Joint ventures
The group holds interests in a number of joint ventures. In a joint venture the parties that have joint control of the arrangement (the joint venturers) have a right to the net assets of the arrangement. This right is accounted for in the consolidated financial statements using the equity method. Joint control is considered to exist when there is contractual joint control; control being the power to govern the financial and operating policies of an entity so as to obtain benefits from the activities and the ability to use its power over the investee to affect the amounts of the group’s returns by the joint venturers.
Acquisitions
Except for initial recognition under IFRS 11 transition rules, further investments in additional joint venture companies are initially recognized at cost. The cost of an acquisition is measured at the fair value of the assets given, equity instruments issued or liabilities incurred or assumed at the date of exchange, plus costs directly attributable to the acquisition. Goodwill on joint ventures represents the excess of the cost of acquisition of the joint venture over the group’s share of the fair value of the identifiable net assets of the joint venture and is included in the carrying amount of the investments.
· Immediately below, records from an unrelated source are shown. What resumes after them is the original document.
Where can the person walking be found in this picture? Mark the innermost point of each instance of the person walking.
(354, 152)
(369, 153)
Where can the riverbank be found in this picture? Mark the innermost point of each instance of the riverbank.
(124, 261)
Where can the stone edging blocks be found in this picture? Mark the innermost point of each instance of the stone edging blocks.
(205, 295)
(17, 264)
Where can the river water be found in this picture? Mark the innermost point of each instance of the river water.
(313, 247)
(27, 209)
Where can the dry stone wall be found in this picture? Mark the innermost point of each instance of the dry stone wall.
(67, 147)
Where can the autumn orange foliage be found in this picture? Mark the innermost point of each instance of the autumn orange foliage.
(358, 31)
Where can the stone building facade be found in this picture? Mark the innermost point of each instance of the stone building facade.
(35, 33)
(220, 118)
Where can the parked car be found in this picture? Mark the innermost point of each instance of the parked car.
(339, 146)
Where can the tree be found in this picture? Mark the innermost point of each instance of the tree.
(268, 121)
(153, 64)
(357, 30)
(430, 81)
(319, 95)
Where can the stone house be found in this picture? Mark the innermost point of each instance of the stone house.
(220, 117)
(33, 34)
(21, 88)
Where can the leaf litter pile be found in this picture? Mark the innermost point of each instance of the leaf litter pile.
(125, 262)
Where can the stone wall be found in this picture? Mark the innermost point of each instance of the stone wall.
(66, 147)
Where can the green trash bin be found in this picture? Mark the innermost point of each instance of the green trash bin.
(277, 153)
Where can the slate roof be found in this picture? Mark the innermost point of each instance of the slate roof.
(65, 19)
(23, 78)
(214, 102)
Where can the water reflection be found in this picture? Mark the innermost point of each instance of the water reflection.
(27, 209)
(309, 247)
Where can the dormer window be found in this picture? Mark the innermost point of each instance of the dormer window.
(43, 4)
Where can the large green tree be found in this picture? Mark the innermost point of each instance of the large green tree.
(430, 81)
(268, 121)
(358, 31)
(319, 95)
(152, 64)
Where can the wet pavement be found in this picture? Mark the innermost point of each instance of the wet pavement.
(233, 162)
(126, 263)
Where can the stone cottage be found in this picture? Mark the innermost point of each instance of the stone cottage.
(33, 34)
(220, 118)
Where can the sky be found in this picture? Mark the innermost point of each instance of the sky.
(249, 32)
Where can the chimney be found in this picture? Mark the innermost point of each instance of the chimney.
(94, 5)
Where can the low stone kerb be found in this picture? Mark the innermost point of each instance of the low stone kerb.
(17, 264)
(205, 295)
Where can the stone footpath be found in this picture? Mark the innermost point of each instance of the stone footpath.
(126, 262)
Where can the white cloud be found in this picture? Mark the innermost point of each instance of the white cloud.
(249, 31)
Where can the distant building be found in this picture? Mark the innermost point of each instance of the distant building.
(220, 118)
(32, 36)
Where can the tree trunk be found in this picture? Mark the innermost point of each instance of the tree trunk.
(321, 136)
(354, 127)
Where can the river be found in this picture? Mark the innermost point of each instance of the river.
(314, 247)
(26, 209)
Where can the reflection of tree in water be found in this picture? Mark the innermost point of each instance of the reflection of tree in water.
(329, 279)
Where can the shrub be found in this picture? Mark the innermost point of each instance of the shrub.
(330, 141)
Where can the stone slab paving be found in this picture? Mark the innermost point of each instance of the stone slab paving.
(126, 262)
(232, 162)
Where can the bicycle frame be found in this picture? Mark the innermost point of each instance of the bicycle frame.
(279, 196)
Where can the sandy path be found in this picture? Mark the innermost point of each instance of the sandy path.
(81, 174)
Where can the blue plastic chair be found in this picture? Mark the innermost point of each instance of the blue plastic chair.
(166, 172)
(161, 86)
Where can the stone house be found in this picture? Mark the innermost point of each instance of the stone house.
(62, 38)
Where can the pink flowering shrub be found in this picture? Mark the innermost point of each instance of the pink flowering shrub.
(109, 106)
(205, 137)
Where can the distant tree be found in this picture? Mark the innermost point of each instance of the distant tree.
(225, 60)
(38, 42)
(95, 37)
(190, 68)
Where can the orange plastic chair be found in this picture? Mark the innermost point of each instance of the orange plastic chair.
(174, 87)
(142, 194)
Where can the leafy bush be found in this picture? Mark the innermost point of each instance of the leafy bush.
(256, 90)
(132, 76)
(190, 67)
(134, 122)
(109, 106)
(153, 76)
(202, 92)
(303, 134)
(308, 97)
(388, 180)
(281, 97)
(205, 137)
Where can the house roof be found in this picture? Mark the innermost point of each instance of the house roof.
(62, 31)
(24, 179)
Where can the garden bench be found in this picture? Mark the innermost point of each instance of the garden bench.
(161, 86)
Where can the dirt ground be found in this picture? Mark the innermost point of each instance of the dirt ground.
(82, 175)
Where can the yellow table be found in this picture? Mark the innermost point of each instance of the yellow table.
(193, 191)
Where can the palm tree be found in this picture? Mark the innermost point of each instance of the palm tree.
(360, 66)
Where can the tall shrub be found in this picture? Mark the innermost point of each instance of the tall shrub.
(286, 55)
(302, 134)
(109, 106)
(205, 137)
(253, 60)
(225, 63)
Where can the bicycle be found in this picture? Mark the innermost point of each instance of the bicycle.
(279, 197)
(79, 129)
Joint ventures are accounted for using the equity method of accounting. In applying the equity method of accounting, the group’s share of its joint ventures’ post-acquisition profits or losses are recognized in profit or loss and its share of post-acquisition other comprehensive income is recognized in other comprehensive income. These post-acquisition movements and distributions received from the joint venture companies are adjusted against the carrying amount of the investments. When the group’s share of losses in a joint venture company equals or exceeds its interest in the joint venture company, including any other unsecured non-current receivables, the group does not recognize further losses, unless it has obligations to make or has made payments on behalf of the joint venture company. Unrealized gains on transactions between the group and its joint venture companies are eliminated to the extent of the group’s interest in the joint venture companies. Unrealized losses are also eliminated unless the transaction provides evidence of an impairment of the asset transferred. Any trading receivables and payables with joint venture companies are classified within trade and other receivables and payables. The accounting policies of joint venture companies have been changed where necessary to ensure consistency with the accounting policies adopted by the group.
Dividends received are classified as operating cash flows in the consolidated cash flow statement.